Unlike many actors who take the occasional stab at stage work to keep themselves legit, Blanchett’s theatrical roots are planted deeply, as she runs the Sydney Theatre Company with her playwright husband, Andrew Upton, and has tackled some of the medium’s most challenging roles, including Ibsen’s “Hedda Gabler,” Mamet’s “Oleanna.” and Susan Traherne in David Hare’s “Plenty.”

It’s hard to think back to a time when Blanchett wasn’t a force to be reckoned with. Just like Jessica Chastain in 2011, she seemed ubiquitous in 1999 and has been highly in demand ever since. She has since become Australia’s version of Meryl Streep, a chameleon with the need to continually challenge herself dramatically. She has played English royalty (“Elizabeth”), Hollywood royalty (Katharine Hepburn in “The Aviator”) and rock royalty (Bob Dylan in “I’m Not There”) with equal intelligence and razor-sharp instincts — as sharp as those famous cheekbones of hers.

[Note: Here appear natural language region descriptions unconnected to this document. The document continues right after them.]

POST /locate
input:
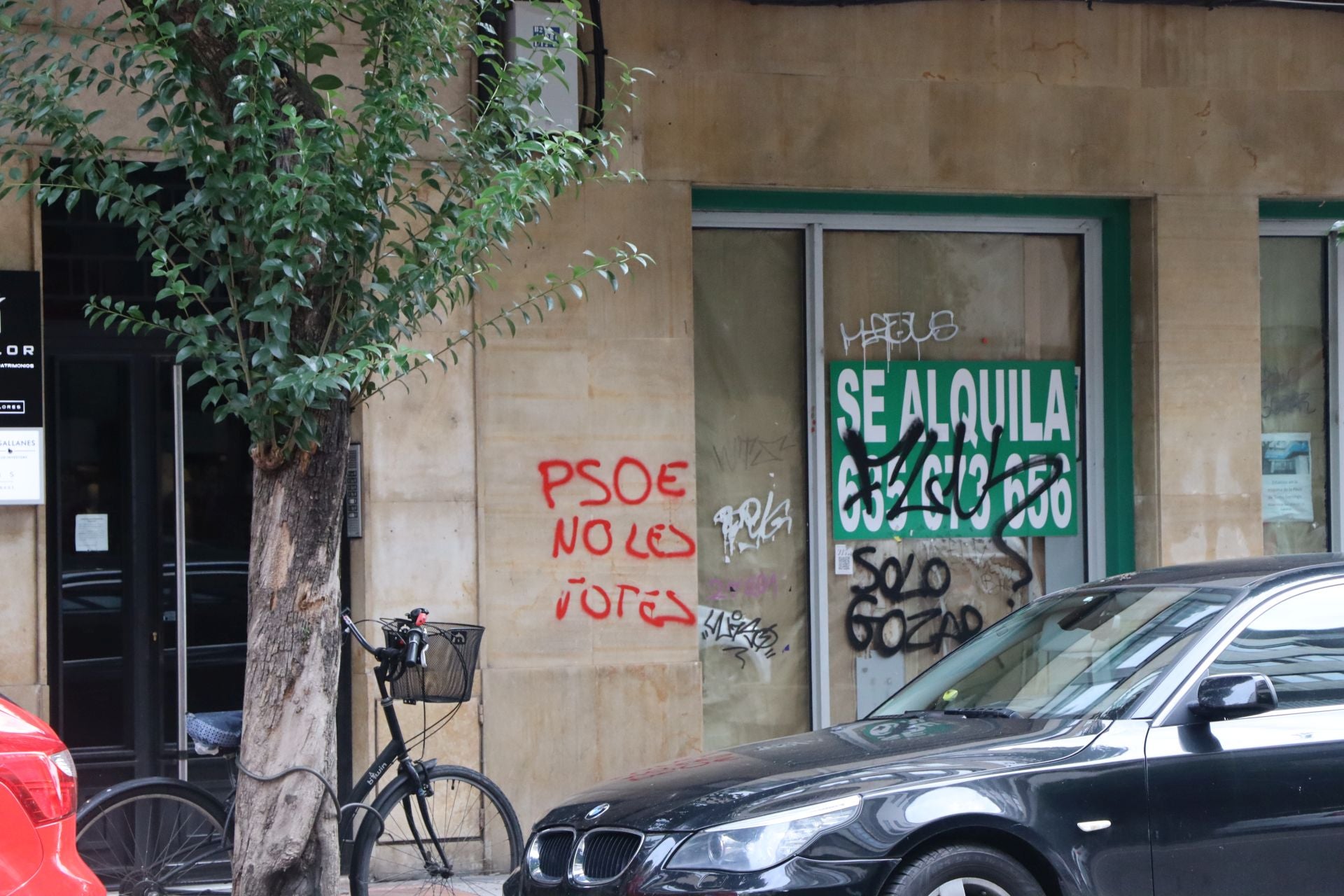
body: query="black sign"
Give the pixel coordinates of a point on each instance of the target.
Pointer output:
(20, 349)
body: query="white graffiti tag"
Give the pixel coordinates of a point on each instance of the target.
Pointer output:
(760, 523)
(898, 328)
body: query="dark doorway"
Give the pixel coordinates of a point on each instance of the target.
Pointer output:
(111, 523)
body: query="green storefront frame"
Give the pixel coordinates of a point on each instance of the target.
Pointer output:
(1113, 216)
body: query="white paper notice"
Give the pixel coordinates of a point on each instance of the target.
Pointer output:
(90, 532)
(844, 559)
(20, 466)
(1287, 477)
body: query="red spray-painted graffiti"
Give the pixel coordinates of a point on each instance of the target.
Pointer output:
(597, 602)
(631, 482)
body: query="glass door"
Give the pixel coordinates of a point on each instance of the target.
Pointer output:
(951, 470)
(113, 570)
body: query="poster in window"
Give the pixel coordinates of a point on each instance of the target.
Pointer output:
(1287, 477)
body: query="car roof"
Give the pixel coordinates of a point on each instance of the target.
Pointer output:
(1250, 575)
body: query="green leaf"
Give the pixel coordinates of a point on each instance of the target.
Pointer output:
(315, 52)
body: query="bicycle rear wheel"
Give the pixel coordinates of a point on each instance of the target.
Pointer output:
(467, 843)
(156, 836)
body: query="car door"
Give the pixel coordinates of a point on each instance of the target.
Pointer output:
(1256, 805)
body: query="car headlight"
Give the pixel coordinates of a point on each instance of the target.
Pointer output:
(756, 844)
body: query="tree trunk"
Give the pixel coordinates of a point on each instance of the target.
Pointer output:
(286, 841)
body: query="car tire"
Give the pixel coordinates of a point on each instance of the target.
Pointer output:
(964, 869)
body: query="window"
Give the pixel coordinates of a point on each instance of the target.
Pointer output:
(1297, 445)
(1300, 645)
(806, 320)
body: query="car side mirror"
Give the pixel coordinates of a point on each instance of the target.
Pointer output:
(1234, 696)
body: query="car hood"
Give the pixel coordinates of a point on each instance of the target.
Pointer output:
(866, 755)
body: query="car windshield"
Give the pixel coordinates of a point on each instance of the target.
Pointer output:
(1081, 653)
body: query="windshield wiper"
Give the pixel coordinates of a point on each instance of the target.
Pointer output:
(984, 713)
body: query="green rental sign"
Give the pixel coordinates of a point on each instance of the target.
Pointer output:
(902, 434)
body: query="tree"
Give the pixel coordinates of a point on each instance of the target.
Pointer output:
(321, 225)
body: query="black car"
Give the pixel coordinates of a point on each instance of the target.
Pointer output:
(1159, 734)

And the directors with whom she has worked — Allen, Martin Scorsese, David Fincher, Todd Haynes, Shekhar Kapur, Anthony Minghella, Peter Jackson, Joe Wright, Wes Anderson, Gillian Armstrong — have all benefitted from an actor who manages to elevate their material in mesmerizing ways.

“The thing that’s wonderful about Cate is that she is an incredible actress who can transform; she can play anything,” says Armstrong, who directed Blanchett in “Oscar and Lucinda” and “Charlotte Gray.” “There’s a real sense of, I don’t know whether it’s strength, inner fiber or intelligence, that’s there, but that’s her.”